La memoria non esiste, non quell’univoca memoria a cui siamo sempre stati abituati a pensare. Come se la mente fosse un prisma, la memoria viene divisa nelle sue parti fondamentali. La memoria ricostruita, quella in cui tentiamo di immaginare come possano essere avvenute talune faccende; quella intergenerazionale, quei traumi che, come cicatrici secondo l’evoluzione Lamarckiana, si ereditano o più semplicemente tutto quello che un genitore può trasmettere a un figlio; quella di noi stessi, e quelle stesse cose che, come i nostri genitori hanno fatto con noi, trasmetteremo ai nostri figli. Queste ovviamente non sono tutte le forme della memoria, ma sono quelle che sono state fulcro del dialogo che il 29 settembre, in occasione del Festival del Libro Ebraico si è tenuto tra le scrittrici Laura Forti e Raffaella Romagnolo, in occasione della presentazione dei loro rispettivi libri “La figlia inutile” (Guanda, 2024) e “Aggiustare l’universo” (Mondadori, 2024), con l’aiuto della moderatrice Federica Veronà.

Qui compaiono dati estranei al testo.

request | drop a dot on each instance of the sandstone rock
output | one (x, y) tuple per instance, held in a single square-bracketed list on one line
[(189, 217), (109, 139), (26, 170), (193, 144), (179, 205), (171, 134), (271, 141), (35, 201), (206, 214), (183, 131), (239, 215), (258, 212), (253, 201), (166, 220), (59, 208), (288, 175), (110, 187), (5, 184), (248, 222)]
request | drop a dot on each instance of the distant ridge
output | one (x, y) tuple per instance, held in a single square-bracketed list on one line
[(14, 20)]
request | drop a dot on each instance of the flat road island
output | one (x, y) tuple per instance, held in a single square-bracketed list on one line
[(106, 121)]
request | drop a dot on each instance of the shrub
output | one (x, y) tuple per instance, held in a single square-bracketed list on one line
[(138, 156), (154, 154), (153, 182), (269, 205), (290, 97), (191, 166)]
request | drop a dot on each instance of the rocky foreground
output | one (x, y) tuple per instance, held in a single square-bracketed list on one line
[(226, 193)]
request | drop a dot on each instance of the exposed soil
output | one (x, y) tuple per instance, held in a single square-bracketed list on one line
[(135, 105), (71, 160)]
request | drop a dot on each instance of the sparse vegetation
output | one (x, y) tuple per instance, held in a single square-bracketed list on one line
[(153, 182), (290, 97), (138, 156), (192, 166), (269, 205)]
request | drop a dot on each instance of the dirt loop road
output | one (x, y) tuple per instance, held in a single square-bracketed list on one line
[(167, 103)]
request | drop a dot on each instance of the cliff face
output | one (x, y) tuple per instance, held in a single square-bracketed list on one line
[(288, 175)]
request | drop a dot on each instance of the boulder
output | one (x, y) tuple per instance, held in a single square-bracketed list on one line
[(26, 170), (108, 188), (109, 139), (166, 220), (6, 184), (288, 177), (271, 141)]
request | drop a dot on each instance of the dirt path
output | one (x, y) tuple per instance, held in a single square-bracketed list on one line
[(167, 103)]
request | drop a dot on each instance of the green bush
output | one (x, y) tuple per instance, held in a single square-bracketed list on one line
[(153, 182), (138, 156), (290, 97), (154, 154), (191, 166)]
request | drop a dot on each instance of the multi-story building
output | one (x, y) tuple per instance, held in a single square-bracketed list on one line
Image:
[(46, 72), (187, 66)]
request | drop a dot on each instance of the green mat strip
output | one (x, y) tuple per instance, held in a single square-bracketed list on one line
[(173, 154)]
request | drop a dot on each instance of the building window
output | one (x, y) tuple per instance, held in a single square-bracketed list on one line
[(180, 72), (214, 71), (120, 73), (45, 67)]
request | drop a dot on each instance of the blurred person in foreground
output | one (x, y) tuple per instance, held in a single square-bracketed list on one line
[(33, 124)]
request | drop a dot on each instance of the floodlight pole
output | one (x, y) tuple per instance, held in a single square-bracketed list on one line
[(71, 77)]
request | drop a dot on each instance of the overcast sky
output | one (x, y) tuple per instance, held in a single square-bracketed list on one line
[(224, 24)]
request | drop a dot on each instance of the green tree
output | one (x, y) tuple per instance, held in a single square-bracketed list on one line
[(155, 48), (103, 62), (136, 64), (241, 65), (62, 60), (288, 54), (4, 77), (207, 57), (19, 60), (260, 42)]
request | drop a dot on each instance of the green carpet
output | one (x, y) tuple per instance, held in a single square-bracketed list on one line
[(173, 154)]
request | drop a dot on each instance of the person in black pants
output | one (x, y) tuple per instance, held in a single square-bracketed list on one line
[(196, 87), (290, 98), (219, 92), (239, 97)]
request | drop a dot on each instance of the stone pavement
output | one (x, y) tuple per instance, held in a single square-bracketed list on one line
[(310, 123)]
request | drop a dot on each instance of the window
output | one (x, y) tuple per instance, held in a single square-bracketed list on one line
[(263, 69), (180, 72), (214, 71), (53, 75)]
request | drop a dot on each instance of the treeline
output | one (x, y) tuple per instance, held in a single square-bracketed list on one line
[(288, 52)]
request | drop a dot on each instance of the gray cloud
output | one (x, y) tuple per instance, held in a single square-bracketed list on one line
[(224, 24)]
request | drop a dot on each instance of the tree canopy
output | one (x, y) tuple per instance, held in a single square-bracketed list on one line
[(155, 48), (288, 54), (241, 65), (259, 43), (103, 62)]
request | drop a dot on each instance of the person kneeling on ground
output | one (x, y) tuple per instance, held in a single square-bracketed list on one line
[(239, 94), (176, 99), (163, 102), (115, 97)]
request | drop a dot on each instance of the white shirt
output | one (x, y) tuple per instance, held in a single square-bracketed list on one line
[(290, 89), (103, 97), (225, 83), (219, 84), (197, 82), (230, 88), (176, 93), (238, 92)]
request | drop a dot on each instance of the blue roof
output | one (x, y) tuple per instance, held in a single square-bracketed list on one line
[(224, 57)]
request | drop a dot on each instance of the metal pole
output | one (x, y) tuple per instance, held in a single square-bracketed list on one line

Laura Forti, nel processo di composizione del libro, ha dovuto ricostruire, o per meglio dire “recuperare dal nulla”, diversi episodi del romanzo tramite quella che ha chiamato “memoria ricostruttiva”. Non essendo disponibili ricordi o fonti di alcun tipo, ognuno di noi si trova ad inventare episodi del passato, spesso anche delle nostre vite; l’obiettivo non è romanzarci sopra, ma creare una ricostruzione quanto possibile fedele a come le cose sarebbero davvero dovute andare.
Romagnolo afferma che nella stesura del suo ultimo romanzo ha esplorato quelli che possono essere definiti come due vuoti di memoria e interesse nella storia nazionale italiana. Da un lato, il più macroscopico, il romanzo rivolge grande attenzione alla guerra aerea combattuta durante la Seconda Guerra Mondiale. Romagnolo ci ricorda come i bombardamenti in territorio italiano siano stati tanto più intensi quanto ora sono dimenticati, e come questi bombardamenti abbiano colpito non solo le grandi città: “La storia non risparmia nessuno, le cose importanti non succedono solo a Roma e Milano” ci ricorda Romagnolo. D’altro canto Romagnolo rivolge grande attenzione anche alle conseguenze che hanno avuto i vari provvedimenti razziali nella microstoria: la Storia non è quella dei grandi, diceva Manzoni. Ripercorrere l’importanza di ciò che accade nella microstoria, quegli avvenimenti che nessuno si degnerà mai di annotare ma che per interi nuclei familiari possono segnare i destini di ognuno, è stato l’obiettivo del romanzo di Romagnolo
Questa ragione non ha soltanto spinto Romagnolo a scrivere, ma è anche il motivo che l’ha portata a scrivere romanzi storici, i quali secondo lei sono necessari nel caso i testimoni degli eventi non siano più capaci di trasmettere il ricordo. Pensiamo per un momento ai lasciti delle antiche civiltà: erano così grandi, e nella maggior parte dei casi ciò che di loro ci rimane sono leggende. Così man mano che il tempo avanza i testimoni dell’epoca passata si fanno meno numerosi, e le potenziali fonti si diradano. È per questo che entrambe le autrici si sono soffermate sul valore della memoria dei nostri antenati, passando quindi a dialogare sulla memoria intergenerazionale: cosa vogliamo salvare dei nostri padri? Cosa vogliamo invece trasmettere ai nostri figli? Cosa, seppur senza la nostra volontà, verrà tramandato?